OpenAI: Model Spec
Purpose and Nature of the Model Spec
- Seen as formalizing what was likely an internal guide for annotators.
- Not yet full “Constitutional AI,” but viewed as groundwork for that.
- Clarifies system vs user prompts and chain-of-command priorities.
- Some appreciate the transparency; others see it as codifying control rather than improving base models.
Safety, Liability, and “Brand Safety”
- Many argue “AI safety” here mainly protects OpenAI and its enterprise customers from PR and legal risk, not users.
- Examples: refusing “how to shoplift” but answering “how to prevent shoplifting” is framed as optics/liability, not actual crime prevention.
- Comparisons are made to other tools (CAD, photocopiers) that already have limited “safety” features.
Freedom, Censorship, and Culture/Politics
- Concern that centralized rules can become a soft form of censorship or “1984”-style narrowing of thought.
- Discussion around geopolitical answers (e.g., Taiwan, Tiananmen, Crimea) shows models reflect creator and jurisdiction biases.
- Some see this as normal market segmentation; others as culture war and ideology enforcement.
Truth, Hypotheticals, and Refusals
- Debate over whether models should comply with prompts to argue for false claims (e.g., flat earth) or always reinforce consensus facts.
- Some want flexible hypotheticals/devil’s-advocate arguments; others insist models shouldn’t intentionally argue against known facts.
- Tension noted between “evidence-based, neutral” goals and the messy, contextual nature of truth.
Usefulness vs.
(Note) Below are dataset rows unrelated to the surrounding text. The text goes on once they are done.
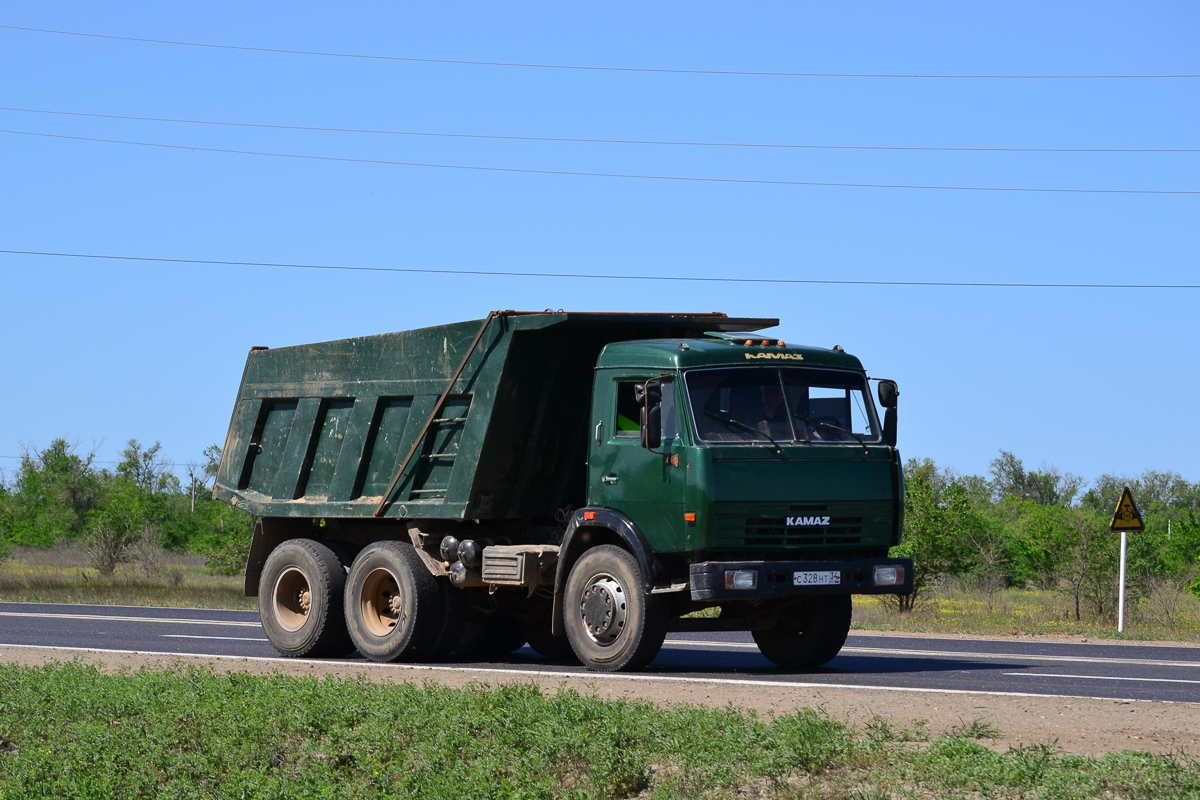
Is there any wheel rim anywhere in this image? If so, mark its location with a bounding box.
[580,575,629,648]
[274,566,312,631]
[359,569,403,637]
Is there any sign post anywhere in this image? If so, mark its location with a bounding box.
[1109,486,1146,633]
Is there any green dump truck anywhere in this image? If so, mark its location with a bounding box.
[214,311,912,670]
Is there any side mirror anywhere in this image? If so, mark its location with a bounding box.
[880,380,900,408]
[880,380,900,447]
[634,380,662,450]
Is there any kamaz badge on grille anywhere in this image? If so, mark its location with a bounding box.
[787,517,829,528]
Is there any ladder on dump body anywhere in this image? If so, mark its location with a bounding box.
[372,311,512,517]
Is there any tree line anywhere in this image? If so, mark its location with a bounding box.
[0,439,1200,619]
[892,450,1200,620]
[0,439,253,576]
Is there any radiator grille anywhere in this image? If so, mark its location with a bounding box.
[713,501,892,549]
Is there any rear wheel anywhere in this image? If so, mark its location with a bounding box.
[752,595,852,669]
[563,545,667,672]
[346,542,445,661]
[258,539,354,658]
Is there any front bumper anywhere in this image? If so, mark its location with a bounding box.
[689,559,912,602]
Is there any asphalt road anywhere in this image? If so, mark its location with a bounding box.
[0,603,1200,703]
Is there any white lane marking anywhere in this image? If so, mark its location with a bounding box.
[664,639,1200,667]
[160,633,270,642]
[0,612,263,627]
[1004,672,1200,684]
[0,644,1200,705]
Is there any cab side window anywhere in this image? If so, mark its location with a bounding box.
[613,380,642,439]
[613,380,679,441]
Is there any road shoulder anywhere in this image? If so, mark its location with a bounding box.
[0,645,1200,756]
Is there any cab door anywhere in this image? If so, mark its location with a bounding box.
[588,369,688,552]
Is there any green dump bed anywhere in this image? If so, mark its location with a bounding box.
[214,312,778,519]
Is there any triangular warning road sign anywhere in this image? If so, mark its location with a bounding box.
[1109,486,1146,533]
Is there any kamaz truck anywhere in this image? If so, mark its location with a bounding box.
[214,311,912,670]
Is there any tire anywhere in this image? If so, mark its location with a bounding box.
[426,578,467,661]
[258,539,354,658]
[344,541,445,662]
[752,595,852,669]
[563,545,667,672]
[521,609,580,663]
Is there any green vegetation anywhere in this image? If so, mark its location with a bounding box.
[892,451,1200,637]
[0,543,250,610]
[0,439,252,579]
[0,664,1200,800]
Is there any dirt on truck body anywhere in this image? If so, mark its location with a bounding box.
[214,311,912,670]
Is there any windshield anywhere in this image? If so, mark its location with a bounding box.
[684,367,880,444]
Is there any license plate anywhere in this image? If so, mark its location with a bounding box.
[792,570,841,587]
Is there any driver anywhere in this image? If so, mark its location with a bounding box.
[751,384,793,441]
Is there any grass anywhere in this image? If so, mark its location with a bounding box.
[0,663,1200,800]
[0,546,250,609]
[853,588,1200,642]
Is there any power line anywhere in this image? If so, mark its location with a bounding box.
[0,453,125,464]
[0,25,1200,80]
[0,249,1200,289]
[0,106,1200,152]
[0,128,1200,194]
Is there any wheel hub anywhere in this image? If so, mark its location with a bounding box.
[271,567,312,631]
[359,567,404,637]
[580,575,628,645]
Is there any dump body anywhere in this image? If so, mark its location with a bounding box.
[214,312,778,519]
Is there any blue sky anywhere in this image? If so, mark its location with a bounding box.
[0,2,1200,481]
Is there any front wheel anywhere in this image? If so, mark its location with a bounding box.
[752,595,852,669]
[563,545,667,672]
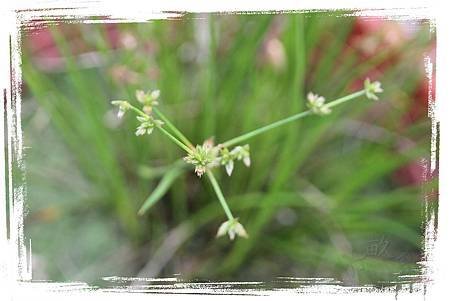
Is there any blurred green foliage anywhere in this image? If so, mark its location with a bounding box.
[22,13,434,284]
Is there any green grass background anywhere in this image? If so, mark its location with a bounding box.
[22,13,434,284]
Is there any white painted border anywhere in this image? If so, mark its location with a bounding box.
[0,0,450,300]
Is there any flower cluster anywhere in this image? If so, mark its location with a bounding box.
[220,144,251,176]
[111,90,164,136]
[135,116,164,136]
[216,218,248,240]
[184,139,218,177]
[364,78,383,100]
[111,100,131,118]
[136,90,161,115]
[306,92,331,115]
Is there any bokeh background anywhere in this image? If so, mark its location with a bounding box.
[22,12,437,285]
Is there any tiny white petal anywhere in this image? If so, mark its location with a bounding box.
[216,221,229,237]
[136,116,148,122]
[136,127,145,136]
[243,156,251,167]
[234,223,248,238]
[150,90,161,100]
[136,90,145,103]
[225,160,234,176]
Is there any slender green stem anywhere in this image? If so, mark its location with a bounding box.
[153,108,195,149]
[221,90,365,147]
[156,126,192,153]
[129,104,192,153]
[206,170,234,220]
[324,90,366,108]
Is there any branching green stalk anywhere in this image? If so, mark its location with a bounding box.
[153,108,195,149]
[125,104,192,153]
[112,79,383,240]
[156,125,192,153]
[222,90,365,147]
[206,170,234,221]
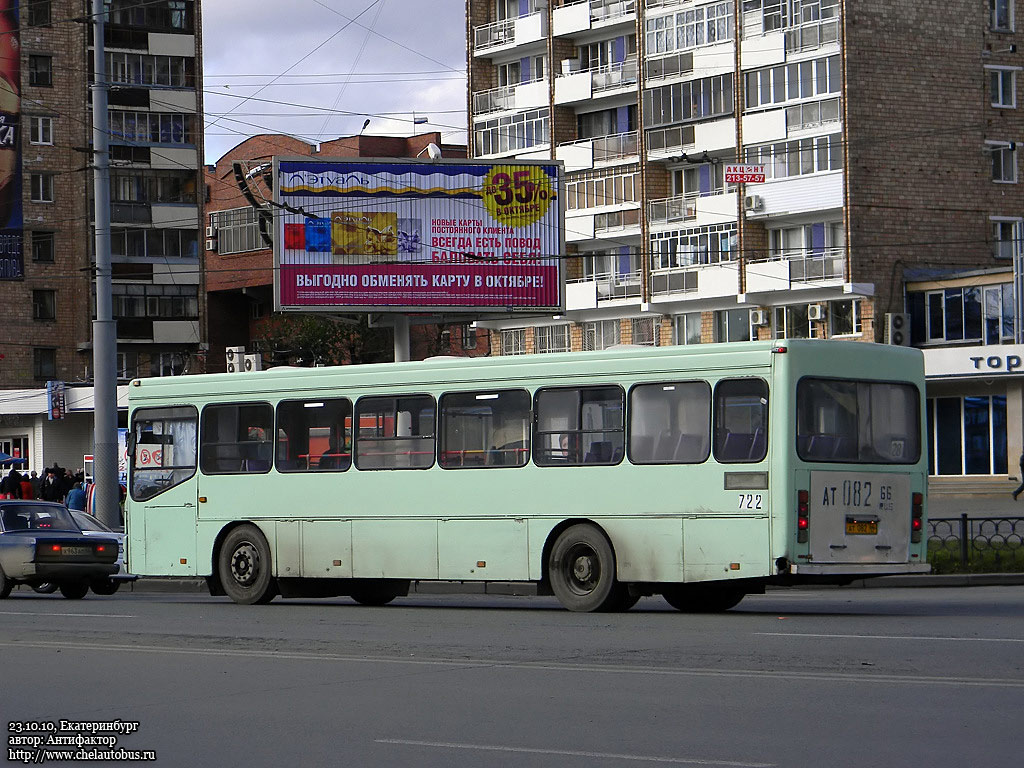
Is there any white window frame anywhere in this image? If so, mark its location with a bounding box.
[29,173,53,203]
[985,66,1021,110]
[29,115,53,146]
[985,141,1017,184]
Guardrails
- Several feel newer models are more verbose, moralizing, and prone to refusals, making them worse for coding and research.
- Complaints about needing prompt workarounds (e.g., adding “hypothetically”) and occasional inconsistent “you can’t do that / actually yes you can” behavior.
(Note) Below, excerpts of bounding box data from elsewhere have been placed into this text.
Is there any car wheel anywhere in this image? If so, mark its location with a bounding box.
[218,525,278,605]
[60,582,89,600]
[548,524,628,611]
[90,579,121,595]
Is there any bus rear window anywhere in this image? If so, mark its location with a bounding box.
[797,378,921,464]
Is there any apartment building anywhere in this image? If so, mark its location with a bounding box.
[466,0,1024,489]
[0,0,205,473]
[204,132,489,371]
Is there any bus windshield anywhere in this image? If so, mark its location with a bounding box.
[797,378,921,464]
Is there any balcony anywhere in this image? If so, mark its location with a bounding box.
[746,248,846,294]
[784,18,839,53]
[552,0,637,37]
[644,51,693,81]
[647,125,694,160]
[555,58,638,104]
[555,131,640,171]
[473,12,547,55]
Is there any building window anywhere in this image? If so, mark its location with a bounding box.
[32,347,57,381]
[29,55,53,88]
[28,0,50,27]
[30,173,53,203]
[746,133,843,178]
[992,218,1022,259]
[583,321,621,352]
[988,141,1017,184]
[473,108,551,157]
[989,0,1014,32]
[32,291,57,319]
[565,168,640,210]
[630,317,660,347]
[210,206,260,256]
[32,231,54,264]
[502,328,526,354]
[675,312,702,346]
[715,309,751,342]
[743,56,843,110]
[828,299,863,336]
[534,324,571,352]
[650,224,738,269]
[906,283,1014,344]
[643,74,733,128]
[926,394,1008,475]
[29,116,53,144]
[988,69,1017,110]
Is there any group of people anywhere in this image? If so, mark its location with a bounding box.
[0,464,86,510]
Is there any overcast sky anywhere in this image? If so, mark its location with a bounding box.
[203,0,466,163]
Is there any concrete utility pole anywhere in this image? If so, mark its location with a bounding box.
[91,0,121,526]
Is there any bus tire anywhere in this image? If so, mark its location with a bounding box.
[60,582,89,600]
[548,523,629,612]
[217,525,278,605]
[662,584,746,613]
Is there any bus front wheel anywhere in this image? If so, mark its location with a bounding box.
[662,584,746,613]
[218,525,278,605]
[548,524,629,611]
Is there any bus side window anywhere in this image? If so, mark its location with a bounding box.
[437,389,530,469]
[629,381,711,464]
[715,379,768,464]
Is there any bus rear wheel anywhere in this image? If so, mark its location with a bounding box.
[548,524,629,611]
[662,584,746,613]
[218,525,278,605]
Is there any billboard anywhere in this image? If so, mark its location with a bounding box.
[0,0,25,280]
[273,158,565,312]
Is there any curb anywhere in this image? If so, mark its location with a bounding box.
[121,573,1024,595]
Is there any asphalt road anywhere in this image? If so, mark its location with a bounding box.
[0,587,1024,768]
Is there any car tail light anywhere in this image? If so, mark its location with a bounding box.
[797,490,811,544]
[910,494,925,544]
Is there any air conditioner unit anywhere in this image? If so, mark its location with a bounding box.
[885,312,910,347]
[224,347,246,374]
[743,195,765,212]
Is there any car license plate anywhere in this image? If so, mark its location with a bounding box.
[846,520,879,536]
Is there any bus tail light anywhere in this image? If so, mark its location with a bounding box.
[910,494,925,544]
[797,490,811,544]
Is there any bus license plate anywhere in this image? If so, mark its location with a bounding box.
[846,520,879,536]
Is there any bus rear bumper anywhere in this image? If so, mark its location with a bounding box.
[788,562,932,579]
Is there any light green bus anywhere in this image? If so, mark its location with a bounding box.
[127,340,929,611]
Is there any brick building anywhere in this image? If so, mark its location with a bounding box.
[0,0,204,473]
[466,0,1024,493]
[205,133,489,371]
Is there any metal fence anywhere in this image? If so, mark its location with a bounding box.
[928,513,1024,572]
- Desire for variants: strict “corporate-safe” models vs. minimally restricted “tool” models.
NSFW Content and Commercial Incentives
- Noted that OpenAI is exploring NSFW in “age-appropriate contexts,” interpreted as a response to market demand and competition.
- Some see this as undercutting earlier moral posturing about safety.
Control, Alignment, and Governance
- Worries that instructions like “assume good intent,” “follow chain of command,” and “don’t try to change minds” could be dangerous in the hands of powerful actors.
- Criticism of attempts at regulatory capture and of one set of companies defining acceptable uses for all.